Convergent alteration of granulopoiesis, chemotactic activity, and neutrophil apoptosis during mouse selection for high acute inflammatory response

• Published in: Journal of leukocyte biology Vol. 74; no. 4; pp. 497 - 506
• Main Authors: Ribeiro, Orlando G., Maria, Durvanei A., Adriouch, Sahil, Pechberty, Séverine, Cabrera, Wafa H. K., Morisset, Jean, Ibañez, Olga M., Seman, Michel
• Format: Journal Article
• Language: English
• Published: United States Society for Leukocyte Biology 01.10.2003
• Subjects: Acute Disease; Apoptosis; bone marrow; Bone Marrow Cells - physiology; Cell Differentiation; Chemotaxis, Leukocyte; genetics; Granulocyte-Macrophage Colony-Stimulating Factor; Hematopoiesis; Inflammation - blood; Leukocyte Count; Neutrophils - immunology; Neutrophils - physiology; Platelet Endothelial Cell Adhesion Molecule-1 - analysis; polyacrylamide; polymorphonuclear neutrophils; Tretinoin - pharmacology
• ISSN: 0741-5400; 1938-3673
• DOI: 10.1189/jlb.0103039

Neutrophil homeostasis was investigated in two mouse lines, AIRmax and AIRmin, genetically selected for high or low acute inflammatory response (AIR) and compared with unselected BALB/c mice. Mature neutrophil phenotype and functions appeared similar in the three mouse lines. However, an unprecedented phenotype was revealed in AIRmax animals characterized by a high neutrophil production in bone marrow (BM), a high number of neutrophils in blood, a high concentration of chemotactic agents in acrylamide‐induced inflammatory exudates, and an increased resistance of locally infiltrated neutrophils to spontaneous apoptosis.
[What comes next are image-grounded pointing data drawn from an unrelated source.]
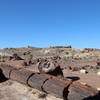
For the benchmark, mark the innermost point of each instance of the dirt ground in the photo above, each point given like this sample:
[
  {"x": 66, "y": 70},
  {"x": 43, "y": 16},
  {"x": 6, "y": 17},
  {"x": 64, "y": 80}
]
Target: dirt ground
[{"x": 91, "y": 79}]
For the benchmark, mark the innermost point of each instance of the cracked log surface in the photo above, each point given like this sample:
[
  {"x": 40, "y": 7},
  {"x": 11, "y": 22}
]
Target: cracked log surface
[{"x": 59, "y": 87}]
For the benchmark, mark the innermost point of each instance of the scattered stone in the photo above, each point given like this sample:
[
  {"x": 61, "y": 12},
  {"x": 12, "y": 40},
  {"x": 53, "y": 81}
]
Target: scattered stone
[
  {"x": 83, "y": 71},
  {"x": 98, "y": 73}
]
In vitro, BM production of neutrophils and eosinophils was accompanied by an unusual high up‐regulation of cytokine receptors as assessed by antibodies to CD131, which bind the common β chain of receptors to interleukin (IL)‐3, IL‐5, and granulocyte macrophage‐colony stimulating factor. An accelerated neutrophil maturation was also observed in response to all‐trans retinoic acid. Several candidate genes can be proposed to explain this phenotype. Yet, more importantly, the results underline that genetic selection, based on the degree of AIR and starting from a founding population resulting from the intercross of eight inbred mouse lines, which display a continuous range of inflammatory responses, can lead to the convergent selection of alleles affecting neutrophil homeostasis. Similar gene combinations may occur in the human with important consequences in the susceptibility to inflammatory or infectious diseases and cancer.